Dans le secteur ambulatoire, le tri des demandes téléphoniques adressées aux cabinets médicaux est un point critique pour la sécurité des patients, comme le confirment les résultats d'une étude réalisée par sécurité des patients suisse auprès de médecins et d'assistantes médicales exerçant en Suisse dans des cabinets de soins de base. Lorsqu'une personne prend contact par téléphone avec un cabinet, il n'est pas rare que l'urgence de sa demande soit mal évaluée, erreur qui peut avoir de graves conséquences pour le patient.

Contexte

Tant les médecins que les assistantes médicales reconnaissent l'importance du risque lié au tri téléphonique et bon nombre d'entre eux souhaiteraient le réduire dans leur pratique professionnelle. Des études internationales m mettent elles aussi en évidence l'impact du tri téléphonique sur la sécurité des patients. En Suisse, il n'y a pratiquement aucune donnée sur la sécurité du tri par téléphone dans le domaine des soins de base, alors que ce moyen de communication constitue pour la plupart des patients la voie privilégiée pour entrer en contact avec les médecins de premier recours. Forte de ce constat, Sécurité des patients Suisse a mis sur pied le projet Sécurité du tri téléphonique dans les soins de base dans lequel un guide à l’intention des médecins et des assistantes médicales (AM) a été développé.

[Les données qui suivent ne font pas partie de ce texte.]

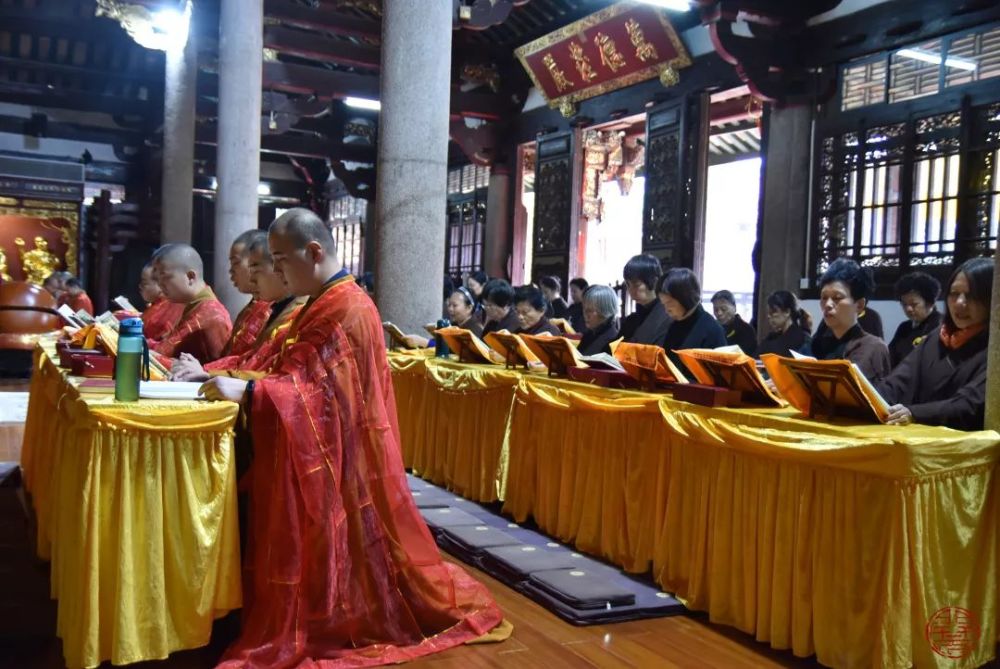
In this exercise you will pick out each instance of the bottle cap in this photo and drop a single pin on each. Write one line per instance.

Guide à l’intention des collaborateurs et collaboratrices dans les cabinets de premier recours

Le guide est un outil de travail qui conduit les équipes tout d’abord à examiner ensemble les conditions générales et les structures en place pour le tri téléphonique ainsi que leurs conséquences sur la sécurité des patients. Dans la seconde partie, il les aide à développer conjointement des mesures visant à renforcer la sécurité du tri par téléphone, en procédant  par une série de questions concrètes de nature à favoriser la communication entre eux. Le guide se fonde sur une enquête menée par sécurité des patients suisse dans les cabinets de soins de base. Ses conclusions ont montré que des erreurs dans l’estimation du degré d’urgence des plaintes des patients n’étaient pas rares lors des appels téléphoniques et qu’elles pouvaient se traduire par des préjudices importants pour ces derniers. L’étude a également révélé que si les professionnels sont conscients du facteur de risque que constitue le tri par téléphone en termes de sécurité et qu’ils sont tout à fait disposés à agir en vue de le réduire. Il se compose de sept modules sur les thèmes suivants : attentes réciproques des membres de l’équipe au sein des cabinets, questions posées au médecin, feed-back donné à l’AM, communication et canaux de communication, discussions de cas, personnes en formation, conception des tâches/aménagement de la place de travail.